Delaware Business Combination Statute
We have elected to be subject to Section 203 of the Delaware General Corporation Law, which regulates corporate acquisitions. Section 203 prevents an “interested stockholder,” which is defined generally as a person owning 15% or more of a corporation’s voting stock, or any affiliate or associate of that person, from engaging in a broad range of “business combinations” with the corporation for three years after becoming an interested stockholder unless:
•the board of directors of the corporation had, prior to the person becoming an interested stockholder, approved either the business combination or the transaction that resulted in the stockholder’s becoming an interested stockholder;
•upon completion of the transaction that resulted in the stockholder’s becoming an interested stockholder, that person owned at least 85% of the voting stock of the corporation outstanding at the time the transaction commenced, other than statutorily excluded shares; or
•following the transaction in which that person became an interested stockholder, the business combination is approved by the board of directors of the corporation and holders of at least two-thirds of the outstanding voting stock not owned by the interested stockholder.

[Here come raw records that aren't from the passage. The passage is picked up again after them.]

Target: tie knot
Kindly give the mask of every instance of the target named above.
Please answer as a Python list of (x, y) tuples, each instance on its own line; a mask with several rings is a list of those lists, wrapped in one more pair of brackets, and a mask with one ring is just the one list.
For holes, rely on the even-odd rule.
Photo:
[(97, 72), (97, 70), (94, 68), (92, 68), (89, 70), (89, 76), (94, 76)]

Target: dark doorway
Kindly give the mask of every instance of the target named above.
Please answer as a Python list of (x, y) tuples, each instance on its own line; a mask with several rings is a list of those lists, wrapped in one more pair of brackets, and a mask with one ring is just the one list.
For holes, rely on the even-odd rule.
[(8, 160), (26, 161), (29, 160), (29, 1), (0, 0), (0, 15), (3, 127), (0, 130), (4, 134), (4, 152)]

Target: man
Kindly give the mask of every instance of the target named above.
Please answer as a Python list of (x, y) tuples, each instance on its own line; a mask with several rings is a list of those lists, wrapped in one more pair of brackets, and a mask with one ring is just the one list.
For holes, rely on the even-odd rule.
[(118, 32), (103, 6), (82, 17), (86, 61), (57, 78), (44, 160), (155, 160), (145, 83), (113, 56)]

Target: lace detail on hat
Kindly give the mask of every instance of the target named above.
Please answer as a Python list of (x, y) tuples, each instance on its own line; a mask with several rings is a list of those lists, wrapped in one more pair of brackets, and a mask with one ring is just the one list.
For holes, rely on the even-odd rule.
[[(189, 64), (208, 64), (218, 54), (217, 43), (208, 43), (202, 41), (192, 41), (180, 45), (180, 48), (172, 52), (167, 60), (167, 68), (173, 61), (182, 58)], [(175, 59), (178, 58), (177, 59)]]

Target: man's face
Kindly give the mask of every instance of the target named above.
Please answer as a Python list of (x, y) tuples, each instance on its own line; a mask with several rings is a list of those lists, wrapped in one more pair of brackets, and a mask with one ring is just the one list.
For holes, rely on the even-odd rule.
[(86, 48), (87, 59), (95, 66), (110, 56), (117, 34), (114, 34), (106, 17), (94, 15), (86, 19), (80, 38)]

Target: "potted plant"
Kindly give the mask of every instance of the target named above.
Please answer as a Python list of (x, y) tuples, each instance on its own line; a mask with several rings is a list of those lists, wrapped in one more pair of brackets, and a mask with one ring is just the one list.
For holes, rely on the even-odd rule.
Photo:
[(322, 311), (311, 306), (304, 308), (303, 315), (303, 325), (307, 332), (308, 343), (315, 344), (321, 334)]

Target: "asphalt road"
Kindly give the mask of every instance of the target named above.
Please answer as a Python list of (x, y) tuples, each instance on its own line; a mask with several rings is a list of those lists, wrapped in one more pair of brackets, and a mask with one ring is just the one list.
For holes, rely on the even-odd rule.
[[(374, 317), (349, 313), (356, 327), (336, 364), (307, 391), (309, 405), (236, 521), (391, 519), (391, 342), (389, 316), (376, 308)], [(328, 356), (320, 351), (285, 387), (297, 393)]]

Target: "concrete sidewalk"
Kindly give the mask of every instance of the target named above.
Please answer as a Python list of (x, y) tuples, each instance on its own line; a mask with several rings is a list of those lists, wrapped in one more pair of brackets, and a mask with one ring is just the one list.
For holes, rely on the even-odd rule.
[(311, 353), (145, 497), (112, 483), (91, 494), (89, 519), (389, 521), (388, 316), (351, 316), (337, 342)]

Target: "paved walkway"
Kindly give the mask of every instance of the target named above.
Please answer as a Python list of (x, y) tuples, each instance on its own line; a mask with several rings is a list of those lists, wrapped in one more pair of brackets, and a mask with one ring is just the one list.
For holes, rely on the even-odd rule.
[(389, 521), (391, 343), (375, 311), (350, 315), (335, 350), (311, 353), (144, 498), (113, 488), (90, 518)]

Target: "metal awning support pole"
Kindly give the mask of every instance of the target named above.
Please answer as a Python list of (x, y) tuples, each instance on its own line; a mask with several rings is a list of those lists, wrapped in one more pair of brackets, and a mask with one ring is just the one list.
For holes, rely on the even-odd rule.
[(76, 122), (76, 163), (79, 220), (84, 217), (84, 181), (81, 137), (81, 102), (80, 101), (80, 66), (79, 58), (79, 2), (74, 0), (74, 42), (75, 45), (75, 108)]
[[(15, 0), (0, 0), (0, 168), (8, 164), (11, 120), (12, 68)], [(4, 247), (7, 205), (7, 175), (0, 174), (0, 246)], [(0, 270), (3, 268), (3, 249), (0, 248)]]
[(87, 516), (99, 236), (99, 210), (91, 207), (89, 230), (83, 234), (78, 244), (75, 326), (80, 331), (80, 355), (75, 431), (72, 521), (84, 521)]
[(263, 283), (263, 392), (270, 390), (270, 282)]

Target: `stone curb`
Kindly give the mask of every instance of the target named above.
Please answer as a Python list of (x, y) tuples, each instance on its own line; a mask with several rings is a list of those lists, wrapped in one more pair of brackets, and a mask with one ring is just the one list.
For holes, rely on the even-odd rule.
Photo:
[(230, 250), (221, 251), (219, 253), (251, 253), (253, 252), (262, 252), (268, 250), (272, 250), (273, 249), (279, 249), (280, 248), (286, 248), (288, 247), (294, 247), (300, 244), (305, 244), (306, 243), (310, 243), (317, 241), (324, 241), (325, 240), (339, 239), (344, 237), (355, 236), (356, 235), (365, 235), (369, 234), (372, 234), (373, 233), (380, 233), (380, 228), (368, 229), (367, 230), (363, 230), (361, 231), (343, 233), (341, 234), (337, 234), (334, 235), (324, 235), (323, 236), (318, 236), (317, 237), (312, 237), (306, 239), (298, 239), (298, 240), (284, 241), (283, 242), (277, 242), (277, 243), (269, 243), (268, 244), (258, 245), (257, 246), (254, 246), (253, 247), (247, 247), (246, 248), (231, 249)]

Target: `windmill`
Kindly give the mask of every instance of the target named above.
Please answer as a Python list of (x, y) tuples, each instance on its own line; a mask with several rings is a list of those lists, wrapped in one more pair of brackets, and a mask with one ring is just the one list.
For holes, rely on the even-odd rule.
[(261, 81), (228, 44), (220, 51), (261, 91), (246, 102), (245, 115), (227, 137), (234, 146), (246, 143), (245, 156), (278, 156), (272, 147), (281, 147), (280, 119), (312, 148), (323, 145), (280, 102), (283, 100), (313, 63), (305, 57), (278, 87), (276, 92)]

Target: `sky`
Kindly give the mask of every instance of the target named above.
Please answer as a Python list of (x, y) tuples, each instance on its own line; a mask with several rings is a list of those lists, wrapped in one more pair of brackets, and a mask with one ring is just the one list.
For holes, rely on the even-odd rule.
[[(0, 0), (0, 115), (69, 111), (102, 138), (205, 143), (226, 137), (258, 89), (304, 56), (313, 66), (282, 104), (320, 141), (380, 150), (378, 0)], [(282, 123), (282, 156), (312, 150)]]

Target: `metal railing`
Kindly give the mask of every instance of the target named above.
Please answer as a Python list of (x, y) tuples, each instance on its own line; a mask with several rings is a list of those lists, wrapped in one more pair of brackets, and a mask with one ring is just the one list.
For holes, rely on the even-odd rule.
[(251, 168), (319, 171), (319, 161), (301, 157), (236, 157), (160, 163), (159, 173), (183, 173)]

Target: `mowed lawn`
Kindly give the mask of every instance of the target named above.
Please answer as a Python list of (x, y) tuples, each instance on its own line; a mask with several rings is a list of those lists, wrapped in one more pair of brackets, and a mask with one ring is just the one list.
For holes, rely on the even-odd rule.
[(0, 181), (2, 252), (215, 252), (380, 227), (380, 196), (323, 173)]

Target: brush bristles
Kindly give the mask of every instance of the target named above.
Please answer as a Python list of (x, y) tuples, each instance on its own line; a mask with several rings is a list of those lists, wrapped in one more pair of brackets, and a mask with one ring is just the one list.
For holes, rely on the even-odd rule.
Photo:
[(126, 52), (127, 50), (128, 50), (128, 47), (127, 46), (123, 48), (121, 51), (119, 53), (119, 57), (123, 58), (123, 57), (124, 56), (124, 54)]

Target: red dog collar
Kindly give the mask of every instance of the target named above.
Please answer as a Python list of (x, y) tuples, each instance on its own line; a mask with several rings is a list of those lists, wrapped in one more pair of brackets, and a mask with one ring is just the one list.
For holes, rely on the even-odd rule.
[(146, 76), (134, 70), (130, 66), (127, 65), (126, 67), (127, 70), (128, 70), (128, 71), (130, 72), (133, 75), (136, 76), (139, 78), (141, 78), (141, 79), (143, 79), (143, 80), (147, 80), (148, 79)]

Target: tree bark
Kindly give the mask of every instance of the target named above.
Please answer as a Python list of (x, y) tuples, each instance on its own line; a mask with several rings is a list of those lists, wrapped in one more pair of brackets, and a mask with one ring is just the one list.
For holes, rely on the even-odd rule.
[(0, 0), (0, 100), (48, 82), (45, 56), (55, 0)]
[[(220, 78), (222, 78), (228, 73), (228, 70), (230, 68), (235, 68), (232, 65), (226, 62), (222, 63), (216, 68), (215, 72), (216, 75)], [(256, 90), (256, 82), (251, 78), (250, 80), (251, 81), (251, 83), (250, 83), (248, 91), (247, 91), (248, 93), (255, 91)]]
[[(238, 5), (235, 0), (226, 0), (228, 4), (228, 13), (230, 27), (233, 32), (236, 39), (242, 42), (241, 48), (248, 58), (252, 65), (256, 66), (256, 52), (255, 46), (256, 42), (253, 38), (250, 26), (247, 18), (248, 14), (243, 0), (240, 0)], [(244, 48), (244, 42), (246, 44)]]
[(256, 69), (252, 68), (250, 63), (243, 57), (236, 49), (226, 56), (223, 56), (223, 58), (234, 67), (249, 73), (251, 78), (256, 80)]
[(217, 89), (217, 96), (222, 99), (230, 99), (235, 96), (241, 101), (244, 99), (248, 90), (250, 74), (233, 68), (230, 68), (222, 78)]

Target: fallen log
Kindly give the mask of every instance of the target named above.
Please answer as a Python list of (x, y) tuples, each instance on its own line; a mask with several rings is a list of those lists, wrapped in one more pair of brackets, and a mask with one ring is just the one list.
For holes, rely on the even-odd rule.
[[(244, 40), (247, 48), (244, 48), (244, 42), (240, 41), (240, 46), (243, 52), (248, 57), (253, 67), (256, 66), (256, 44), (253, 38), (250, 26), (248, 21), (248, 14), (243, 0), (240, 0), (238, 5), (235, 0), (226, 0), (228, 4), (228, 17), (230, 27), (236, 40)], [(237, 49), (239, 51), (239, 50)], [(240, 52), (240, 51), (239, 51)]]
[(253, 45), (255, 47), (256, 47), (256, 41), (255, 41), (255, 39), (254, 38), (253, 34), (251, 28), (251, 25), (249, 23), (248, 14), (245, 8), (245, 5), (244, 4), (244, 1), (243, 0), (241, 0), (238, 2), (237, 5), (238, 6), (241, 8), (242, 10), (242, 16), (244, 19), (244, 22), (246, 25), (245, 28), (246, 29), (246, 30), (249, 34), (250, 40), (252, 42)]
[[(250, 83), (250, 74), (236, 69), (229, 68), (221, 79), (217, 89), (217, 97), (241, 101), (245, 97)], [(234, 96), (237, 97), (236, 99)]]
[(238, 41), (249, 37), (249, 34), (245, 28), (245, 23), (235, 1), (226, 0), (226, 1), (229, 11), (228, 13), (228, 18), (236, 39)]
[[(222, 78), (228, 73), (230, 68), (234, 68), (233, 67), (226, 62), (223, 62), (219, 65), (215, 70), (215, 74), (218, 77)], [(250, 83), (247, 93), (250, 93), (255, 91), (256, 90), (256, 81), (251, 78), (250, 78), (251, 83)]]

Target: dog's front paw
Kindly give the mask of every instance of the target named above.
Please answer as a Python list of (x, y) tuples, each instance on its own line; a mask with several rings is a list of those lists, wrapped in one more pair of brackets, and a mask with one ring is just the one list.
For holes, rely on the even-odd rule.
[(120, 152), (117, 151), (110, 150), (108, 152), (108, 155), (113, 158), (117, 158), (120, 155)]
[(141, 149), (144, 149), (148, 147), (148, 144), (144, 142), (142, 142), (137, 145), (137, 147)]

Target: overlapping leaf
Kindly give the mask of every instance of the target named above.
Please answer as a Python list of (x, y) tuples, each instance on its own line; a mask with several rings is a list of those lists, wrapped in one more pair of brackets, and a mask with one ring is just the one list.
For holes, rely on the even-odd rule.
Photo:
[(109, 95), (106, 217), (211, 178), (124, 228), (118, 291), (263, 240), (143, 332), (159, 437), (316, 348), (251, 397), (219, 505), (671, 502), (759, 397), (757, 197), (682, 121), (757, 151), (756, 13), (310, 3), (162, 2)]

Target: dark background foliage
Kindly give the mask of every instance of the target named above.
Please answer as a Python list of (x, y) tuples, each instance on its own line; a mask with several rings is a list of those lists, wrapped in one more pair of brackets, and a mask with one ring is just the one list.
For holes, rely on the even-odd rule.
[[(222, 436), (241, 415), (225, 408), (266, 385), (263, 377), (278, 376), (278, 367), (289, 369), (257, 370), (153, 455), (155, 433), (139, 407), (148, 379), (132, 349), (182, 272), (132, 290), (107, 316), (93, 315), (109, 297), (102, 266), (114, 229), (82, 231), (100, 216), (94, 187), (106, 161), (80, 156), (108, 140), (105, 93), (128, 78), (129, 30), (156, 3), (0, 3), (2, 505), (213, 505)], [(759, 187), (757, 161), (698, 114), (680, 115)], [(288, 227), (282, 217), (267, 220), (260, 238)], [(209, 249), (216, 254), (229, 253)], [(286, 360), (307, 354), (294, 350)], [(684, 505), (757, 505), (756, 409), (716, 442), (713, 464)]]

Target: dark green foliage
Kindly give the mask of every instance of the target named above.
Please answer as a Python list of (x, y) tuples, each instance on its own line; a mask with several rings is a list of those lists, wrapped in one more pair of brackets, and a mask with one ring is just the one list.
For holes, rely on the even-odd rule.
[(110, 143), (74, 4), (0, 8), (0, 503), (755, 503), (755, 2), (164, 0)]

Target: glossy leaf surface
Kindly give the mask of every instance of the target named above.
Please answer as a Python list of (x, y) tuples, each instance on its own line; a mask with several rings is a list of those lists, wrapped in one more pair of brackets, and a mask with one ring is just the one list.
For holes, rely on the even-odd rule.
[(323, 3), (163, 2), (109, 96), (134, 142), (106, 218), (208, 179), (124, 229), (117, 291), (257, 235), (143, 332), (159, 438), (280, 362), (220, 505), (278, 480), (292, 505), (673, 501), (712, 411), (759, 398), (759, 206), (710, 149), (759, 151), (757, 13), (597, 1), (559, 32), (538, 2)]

Under Section 203, the restrictions described above also do not apply to specific business combinations proposed by an interested stockholder following the announcement or notification of designated extraordinary transactions involving the corporation and a person who had not been an interested stockholder during the previous three years or who became an interested stockholder with the approval of a majority of the corporation’s directors, if such extraordinary transaction is approved or not opposed by a majority of the directors who were directors prior to any person becoming an interested stockholder during the previous three years or were recommended for election or elected to succeed such directors by a majority of such directors.
Section 203 may make it more difficult for a person who would be an interested stockholder to effect various business combinations with a corporation for a three-year period. Section 203 also may have the effect of preventing changes in our management and could make it more difficult to accomplish transactions which our stockholders may otherwise deem to be in their best interests.
Listing
Our common stock is listed on the NYSE under the ticker symbol “MUSA.”
Transfer Agent and Registrar
The transfer agent and registrar for the common stock is Computershare Trust Company, N.A.